La posizione del ministro francese agli affari europei, Clement Beaune, “un’adesione ucraina è impossibile prima di 10-20 anni” è un assist a Vladimir Putin oppure alla fazione neutrale che non vuole scegliere tra Washington e Berlino? Questo l’interrogativo che circola negli ambienti diplomatici europei, all’indomani di una presa di posizione che non è poi un fulmine a ciel sereno.
Parigi chiama Mosca
Nessuno ha dimenticato quando, all’inizio dell’invasione russa dell’Ucraina, il Presidente francese Emmanuel Macron si era speso in prima persona per comprendere le motivazioni di Mosca, non solo telefonicamente ma anche recandosi in visita da Putin. Quell’incontro, al di là del tavolo da sei metri che divideva i due capi di stato, aveva mostrato plasticamente la preoccupazione europea per i propri destini economici prima che per i confini ucraini. Oggi l’uscita del neo ministro francese riporta massicciamente l’attenzione su questo tema.
Ue spaccata
Nell’Ue di fatto è in corso una spaccatura tattica e ovviamente anche geopolitica: i polacchi e i baltici sostengono un ingresso rapido di Kiev nell’Unione, in funzione anti-russa. Temono come è noto che le pulsioni imperialiste russe possano essere di fatto replicate anche nei loro territori. Tra l’altro è questa la motivazione principale per cui Svezia e Finlandia hanno fatto un passo deciso in avanti, chiedendo l’adesione alla Nato.
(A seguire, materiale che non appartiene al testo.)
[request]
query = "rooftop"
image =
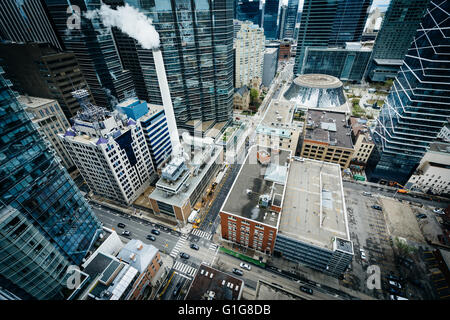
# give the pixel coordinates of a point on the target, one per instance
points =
(256, 180)
(314, 209)
(212, 284)
(329, 127)
(34, 102)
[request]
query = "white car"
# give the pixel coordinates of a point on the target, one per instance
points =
(245, 266)
(363, 254)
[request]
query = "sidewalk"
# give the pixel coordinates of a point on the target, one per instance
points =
(140, 214)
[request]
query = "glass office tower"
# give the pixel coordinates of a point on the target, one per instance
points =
(45, 223)
(248, 11)
(270, 19)
(418, 103)
(290, 19)
(95, 50)
(329, 23)
(197, 47)
(394, 38)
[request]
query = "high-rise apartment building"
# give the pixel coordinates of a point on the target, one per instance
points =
(290, 19)
(47, 114)
(250, 48)
(27, 21)
(397, 31)
(418, 104)
(270, 19)
(45, 223)
(249, 11)
(197, 48)
(329, 23)
(110, 152)
(154, 124)
(39, 70)
(94, 47)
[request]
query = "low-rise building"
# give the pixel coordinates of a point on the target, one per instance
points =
(433, 172)
(291, 207)
(147, 260)
(48, 115)
(110, 151)
(327, 137)
(363, 143)
(183, 181)
(212, 284)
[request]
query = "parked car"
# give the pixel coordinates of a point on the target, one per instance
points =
(363, 254)
(245, 266)
(306, 290)
(177, 289)
(395, 284)
(184, 255)
(238, 271)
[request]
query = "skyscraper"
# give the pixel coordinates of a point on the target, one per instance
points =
(394, 38)
(26, 21)
(197, 48)
(94, 47)
(270, 19)
(418, 104)
(329, 23)
(45, 223)
(249, 11)
(290, 20)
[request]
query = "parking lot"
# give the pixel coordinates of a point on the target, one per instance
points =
(370, 230)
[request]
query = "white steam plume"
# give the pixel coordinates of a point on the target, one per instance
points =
(130, 21)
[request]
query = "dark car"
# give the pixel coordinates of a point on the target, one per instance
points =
(238, 271)
(306, 290)
(184, 255)
(177, 289)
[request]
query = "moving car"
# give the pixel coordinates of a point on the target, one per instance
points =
(245, 266)
(306, 290)
(238, 271)
(184, 255)
(363, 254)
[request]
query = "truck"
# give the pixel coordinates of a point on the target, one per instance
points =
(193, 217)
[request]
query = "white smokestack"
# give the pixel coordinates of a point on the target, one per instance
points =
(138, 26)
Il nodo è rappresentato dal cosiddetto asse franco-tedesco. Le parole del cancelliere Olaf Scholz danno un’indicazione precisa su come Berlino sia molto preoccupata degli effetti sul proprio tessuto industriale: “E’ un fatto di equità rispetto ai paesi dei Balcani che sono candidati da molti anni…”. Una motivazione ovviamente pretestuosa, che cela il vero nodo della questione: l’irrigidimento di Mosca dinanzi alla liason Ue-Ucraina, che si riverbera sugli approvvigionamenti energetici per i paesi del vecchio continente.
Pressione Scholz
Sul cancelliere tedesco Olaf Scholz si stanno concentrando una serie di pressioni da parte del mondo industriale teutonico, che deve affrontare le due sfide post guerra: inflazione e crollo della crescita. Il numero uno dell’Ifo, Clemens Fuest, lo ha detto a chiare lettere: la situazione economica è in gravi condizioni e le banche centrali sono chiamate a combattere l’inflazione in modo deciso.
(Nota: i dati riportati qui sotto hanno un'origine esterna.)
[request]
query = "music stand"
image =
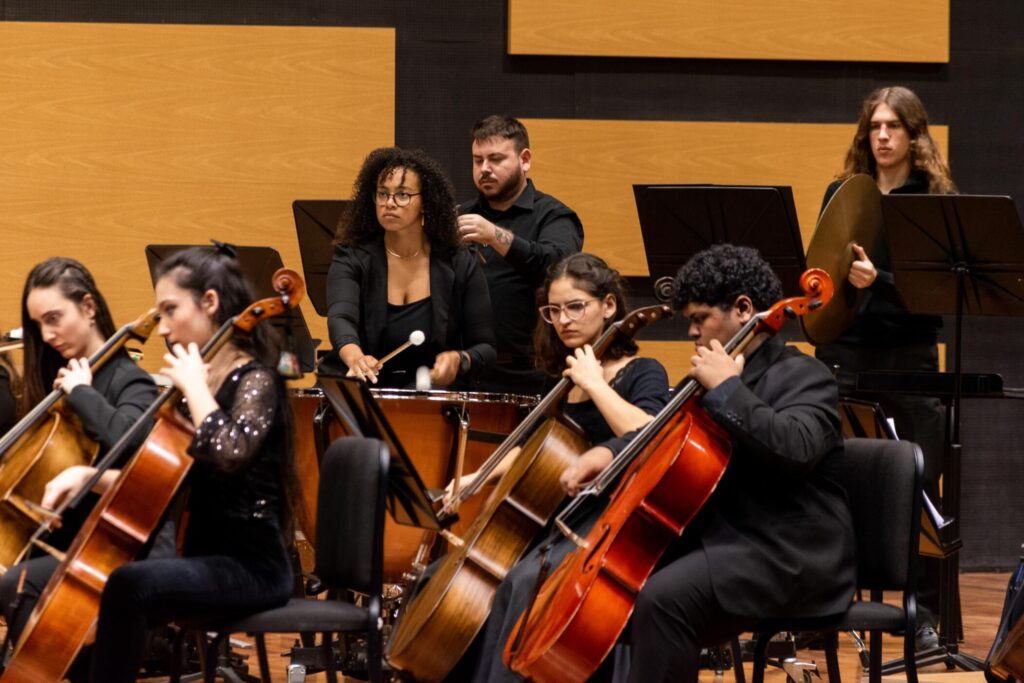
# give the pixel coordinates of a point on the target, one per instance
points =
(258, 265)
(955, 254)
(678, 221)
(408, 500)
(315, 223)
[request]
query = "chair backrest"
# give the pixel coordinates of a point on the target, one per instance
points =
(350, 514)
(883, 480)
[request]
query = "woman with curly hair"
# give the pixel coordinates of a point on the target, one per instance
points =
(398, 267)
(893, 145)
A ciò si aggiungono i problemi di filiera e quelli dettati dalla pandemia che non è stata superata definitivamente, come dimostra lo status quo in Cina, che sta zavorrando non poco il paese guidato da Xi. Gli shock dei prezzi dell’energia e le problematiche connesse alla catena di approvvigionamento sono oggi maggiori rispetto al passato, a causa dell’economia globale più interconnessa.